The new-look qualifying format is now to be scrapped for Bahrain on April 3 after a system designed to increase excitement fell flat when drivers stayed in the pits having set a time in the final session.
“We wanted to improve the show and we went in the wrong direction,” Mercedes F1 head Toto Wolff said.
The qualifying anti-climax was soon forgotten in a dramatic Australian Grand Prix race won by Nico Rosberg ahead of Mercedes teammate Lewis Hamilton, with Ferrari’s Sebastian Vettel third.
Hardly any surprises in that podium line-up in what at first glance seems a repeat of an often dull 2015 season. But “there was bedlam on the way there in this action-packed curtain-raiser, one which points to a brighter season for the sport,” as Britain’s Telegraph pointed out.
The biggest talking point at the Albert Park circuit was the huge crash on Turn 3 of lap 18 in which Fernando Alonso was able to walk away unharmed from the wreckage of his McLaren.
His survival was the biggest reason of all for F1 to be in good heart following the first weekend of the 21-race season.
Alonso admitted he was lucky to be alive and cited improved safety measures in F1 which has seen many fatalities over the years, with Jules Bianchi in 2015 following a 2014 crash the most recent.
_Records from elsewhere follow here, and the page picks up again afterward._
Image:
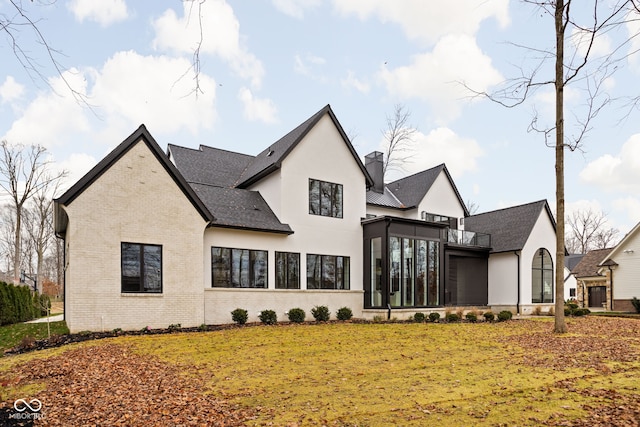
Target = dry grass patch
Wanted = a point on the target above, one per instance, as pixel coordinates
(512, 373)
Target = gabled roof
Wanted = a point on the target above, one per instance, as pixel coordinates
(510, 228)
(591, 263)
(238, 208)
(141, 134)
(208, 165)
(271, 158)
(635, 232)
(409, 191)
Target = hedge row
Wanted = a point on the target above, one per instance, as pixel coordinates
(19, 304)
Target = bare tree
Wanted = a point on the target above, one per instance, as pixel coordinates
(588, 230)
(399, 139)
(24, 171)
(580, 67)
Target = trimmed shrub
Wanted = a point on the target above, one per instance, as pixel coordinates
(240, 316)
(321, 313)
(268, 317)
(472, 317)
(296, 315)
(344, 313)
(504, 315)
(452, 317)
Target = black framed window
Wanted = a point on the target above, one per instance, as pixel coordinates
(542, 277)
(325, 198)
(287, 270)
(238, 268)
(327, 272)
(141, 268)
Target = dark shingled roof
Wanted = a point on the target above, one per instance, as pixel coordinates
(208, 165)
(509, 228)
(409, 191)
(271, 158)
(237, 208)
(590, 263)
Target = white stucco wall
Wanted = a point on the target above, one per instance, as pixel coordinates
(441, 199)
(135, 201)
(322, 155)
(503, 279)
(626, 276)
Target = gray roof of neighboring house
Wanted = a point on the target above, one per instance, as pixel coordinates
(237, 208)
(510, 228)
(590, 263)
(408, 192)
(208, 165)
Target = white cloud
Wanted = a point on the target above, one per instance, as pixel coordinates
(257, 109)
(52, 116)
(143, 89)
(428, 21)
(616, 173)
(295, 8)
(351, 81)
(437, 76)
(441, 145)
(220, 36)
(10, 90)
(104, 12)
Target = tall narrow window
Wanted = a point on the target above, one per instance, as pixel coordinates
(287, 270)
(542, 277)
(238, 268)
(325, 198)
(328, 272)
(141, 268)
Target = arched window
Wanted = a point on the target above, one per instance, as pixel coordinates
(542, 277)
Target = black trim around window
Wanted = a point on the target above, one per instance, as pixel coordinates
(287, 270)
(325, 198)
(328, 272)
(238, 268)
(141, 268)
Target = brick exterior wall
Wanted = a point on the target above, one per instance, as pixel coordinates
(134, 201)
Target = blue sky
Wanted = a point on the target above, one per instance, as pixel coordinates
(266, 66)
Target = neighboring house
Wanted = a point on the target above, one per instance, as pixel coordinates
(570, 282)
(187, 236)
(623, 264)
(593, 282)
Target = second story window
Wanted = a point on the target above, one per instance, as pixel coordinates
(325, 198)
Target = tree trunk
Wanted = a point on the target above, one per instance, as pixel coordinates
(560, 324)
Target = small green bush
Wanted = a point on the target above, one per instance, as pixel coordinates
(296, 315)
(344, 313)
(240, 316)
(504, 315)
(321, 313)
(268, 317)
(452, 317)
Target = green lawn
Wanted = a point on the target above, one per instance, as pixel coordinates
(511, 373)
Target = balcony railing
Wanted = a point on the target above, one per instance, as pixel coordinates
(467, 238)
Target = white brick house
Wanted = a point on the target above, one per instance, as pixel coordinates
(186, 236)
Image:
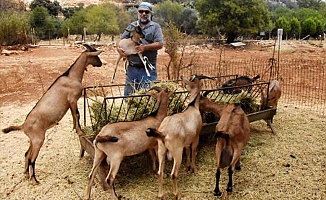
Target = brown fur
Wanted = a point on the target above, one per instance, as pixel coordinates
(50, 109)
(233, 131)
(129, 139)
(177, 132)
(271, 99)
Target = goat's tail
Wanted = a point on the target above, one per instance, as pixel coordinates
(221, 134)
(12, 128)
(105, 138)
(256, 77)
(152, 132)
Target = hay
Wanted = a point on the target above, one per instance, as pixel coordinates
(140, 105)
(289, 165)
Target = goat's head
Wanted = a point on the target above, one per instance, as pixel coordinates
(137, 32)
(92, 56)
(193, 85)
(160, 91)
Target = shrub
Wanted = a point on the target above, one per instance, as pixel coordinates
(14, 28)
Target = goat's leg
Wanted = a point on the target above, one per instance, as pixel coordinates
(218, 152)
(269, 124)
(161, 159)
(98, 158)
(217, 191)
(28, 160)
(36, 144)
(230, 183)
(114, 168)
(238, 166)
(115, 69)
(235, 159)
(145, 64)
(153, 157)
(194, 146)
(76, 116)
(188, 161)
(177, 159)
“I was in the car flying and bouncing around - I could see the sky, then the ground, then the sky again,” Alonso said.
The red flag which then interrupted the race may have compromised Vettel, who had got off to a flying start from third on the grid, with teammate Kimi Raikkonen close behind.
But after the Alonso crash and a safety-car restart, Ferrari stayed with their tyre plan while Hamilton and Rosberg changed to a one-stop strategy using the harder medium compound, which paid off in the end.
Rosberg has made it four wins in a row, following victories on the last three races last season, in his bid to get the better of Hamilton after twice finishing runner-up to the Briton.
But both Mercedes drivers are more wary of the Ferrari challenge as the Formula One caravan moves on.